Two files are created for each index:

.tokens file: a large file containing information about the position of every word token in your text files.        

.types file: knows the individual word types.

 

To create an index, first use the main Controller and choose Adjust Settings | Index. You will need to specify a basic filename for the index because WordSmith needs to know the filename before it can do the work (unlike a concordance where you only save the results after it has done the work of computing the concordance). In this screenshot below, the basic filename is new_one: WordSmith will add .tokens and .types to this basic filename as it works.

index_filename

 

If you choose an existing basic filename which you have already used, WordList will check whether you want to add to it or start it afresh:

over-write index_filename

Next, select your text files in the usual way.
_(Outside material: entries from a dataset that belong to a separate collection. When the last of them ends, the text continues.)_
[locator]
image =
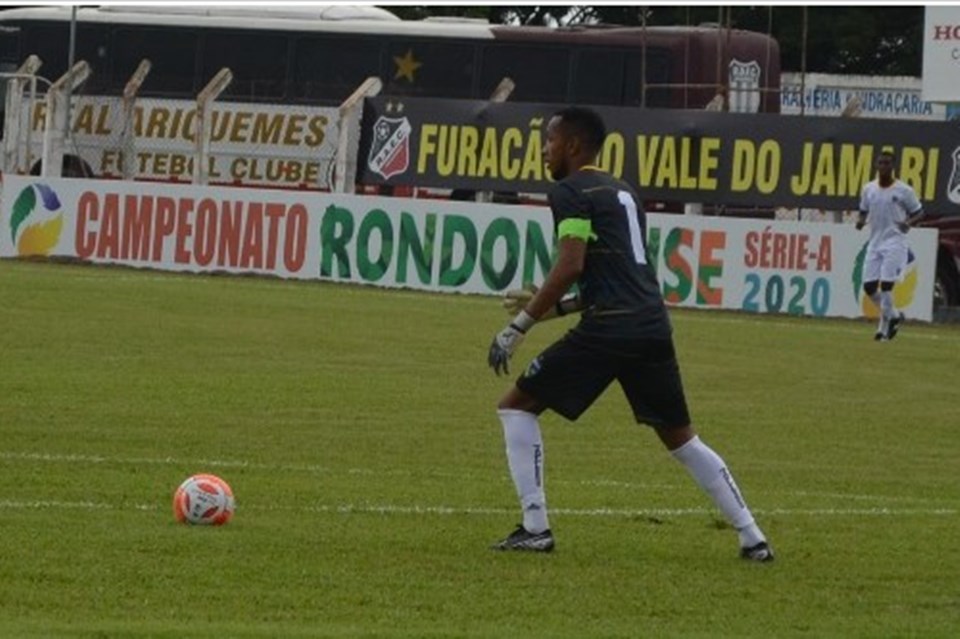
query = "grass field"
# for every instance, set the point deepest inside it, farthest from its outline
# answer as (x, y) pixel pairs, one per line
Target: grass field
(358, 431)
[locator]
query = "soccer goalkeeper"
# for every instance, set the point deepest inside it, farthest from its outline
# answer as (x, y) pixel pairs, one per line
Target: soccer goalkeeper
(624, 334)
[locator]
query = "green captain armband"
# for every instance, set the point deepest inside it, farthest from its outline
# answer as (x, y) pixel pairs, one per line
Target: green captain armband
(576, 227)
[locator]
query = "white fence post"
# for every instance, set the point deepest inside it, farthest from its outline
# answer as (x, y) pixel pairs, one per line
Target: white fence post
(348, 136)
(210, 93)
(56, 117)
(500, 94)
(126, 150)
(16, 137)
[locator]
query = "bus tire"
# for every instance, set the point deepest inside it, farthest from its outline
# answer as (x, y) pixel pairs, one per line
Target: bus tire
(946, 287)
(73, 166)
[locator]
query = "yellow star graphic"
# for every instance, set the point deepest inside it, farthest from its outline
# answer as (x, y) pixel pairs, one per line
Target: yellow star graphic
(406, 66)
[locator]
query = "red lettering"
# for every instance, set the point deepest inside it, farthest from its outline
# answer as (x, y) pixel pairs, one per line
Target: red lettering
(108, 244)
(825, 254)
(205, 236)
(184, 228)
(229, 250)
(137, 219)
(295, 238)
(751, 258)
(274, 214)
(946, 32)
(163, 224)
(252, 250)
(87, 211)
(801, 252)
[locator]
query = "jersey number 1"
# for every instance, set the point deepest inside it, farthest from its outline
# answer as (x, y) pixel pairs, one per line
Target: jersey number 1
(633, 221)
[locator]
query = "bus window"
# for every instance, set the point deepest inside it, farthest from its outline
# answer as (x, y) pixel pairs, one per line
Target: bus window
(429, 69)
(328, 69)
(10, 47)
(52, 44)
(172, 53)
(658, 72)
(258, 72)
(539, 72)
(598, 77)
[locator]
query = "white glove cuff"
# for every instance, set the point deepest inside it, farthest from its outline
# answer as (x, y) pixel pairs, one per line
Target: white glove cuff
(523, 321)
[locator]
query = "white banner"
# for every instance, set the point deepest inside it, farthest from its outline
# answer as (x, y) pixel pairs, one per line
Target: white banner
(434, 245)
(290, 146)
(941, 54)
(884, 97)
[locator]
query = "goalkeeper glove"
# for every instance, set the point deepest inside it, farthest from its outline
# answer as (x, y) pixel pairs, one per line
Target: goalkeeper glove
(506, 342)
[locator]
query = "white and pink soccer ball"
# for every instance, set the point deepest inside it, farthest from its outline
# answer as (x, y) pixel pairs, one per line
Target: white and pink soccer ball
(203, 500)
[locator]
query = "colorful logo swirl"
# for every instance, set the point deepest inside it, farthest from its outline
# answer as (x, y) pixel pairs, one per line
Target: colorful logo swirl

WordList will go through your selected texts and store information about the position of every instance of every word-type using the .tokens and .types files.

 

An index permits the computation of word clusters and Mutual Information scores for each word type. The screenshot below shows the progress bars for an index of the BNC World corpus; on a desktop PC with 1GB of RAM it has taken nearly one hour to do 96% of the work: a rate of about 1.8 million words per minute. The resulting BNC Words.tokens file was 1.6GB in size and the BNC Words.types file was 26 MB. On a basic laptop with 512MB of RAM it took about 3 hours 15 minutes.

 

making an index

 

adding to an index

To add to an existing index, just choose some more texts and choose File | New | Index. If the existing filename is already in use for an index, you will be asked whether to add more ('Yes') or start it afresh ('No').